Adjustable versus fixed rate loans

A fixed-rate loan features a fixed payment amount for the entire duration of the loan. The property taxes and homeowners insurance will increase over time, but in general, payments on these types of loans change little over the life of the loan.

At the beginning of a a fixed-rate mortgage loan, the majority the payment is applied to interest. As you pay on the loan, more of your payment goes toward principal.

Borrowers might choose a fixed-rate loan in order to lock in a low interest rate. People select fixed-rate loans because interest rates are low and they wish to lock in the low rate. If you have an Adjustable Rate Mortgage (ARM) now, refinancing with a fixed-rate loan can provide greater stability in monthly payments. If you have an Adjustable Rate Mortgage (ARM) now, we'll be glad to help you lock in a fixed-rate at the best rate currently available. Call Executive Lending Group, LLC at (816) 525-8000 for details.

Adjustable Rate Mortgages — ARMs, as we called them above — come in even more varieties. Generally, the interest for ARMs are determined by an outside index. A few of these are: the 6-month CD rate, the one-year Treasury Security rate, the Federal Home Loan Bank's 11th District Cost of Funds Index (COFI), or others.

Most ARM programs have a cap that protects you from sudden monthly payment increases.
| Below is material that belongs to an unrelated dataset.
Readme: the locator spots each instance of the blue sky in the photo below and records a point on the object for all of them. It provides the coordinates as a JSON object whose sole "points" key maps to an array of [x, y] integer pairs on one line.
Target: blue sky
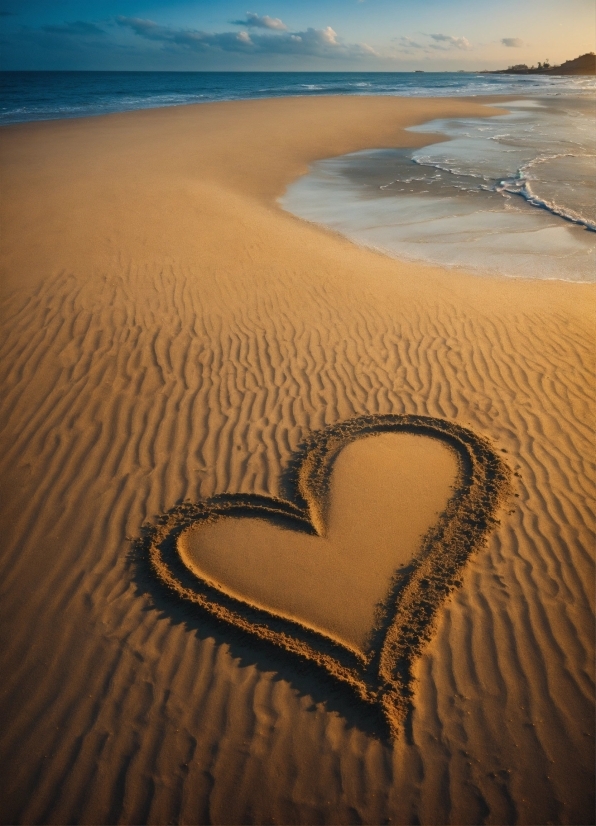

Your ARM may feature a cap on interest rate variances over the course of a year. For example: no more than a couple percent per year, even though the index the rate is based on goes up by more than two percent. Sometimes an ARM has a "payment cap" which ensures your payment will not go above a fixed amount over the course of a given year. Most ARMs also cap your interest rate over the duration of the loan period.

ARMs most often have their lowest, most attractive rates at the start. They provide the lower interest rate from a month to ten years. You may have heard about "3/1 ARMs" or "5/1 ARMs". In these loans, the introductory rate is set for three or five years. It then adjusts every year. These loans are fixed for a certain number of years (3 or 5), then adjust after the initial period. Loans like this are usually best for people who anticipate moving in three or five years. These types of adjustable rate programs are best for borrowers who plan to sell their house or refinance before the initial lock expires.

Most people who choose ARMs do so when they want to get lower introductory rates and do not plan to remain in the house for any longer than this initial low-rate period. ARMs can be risky if property values go down and borrowers can't sell or refinance their loan.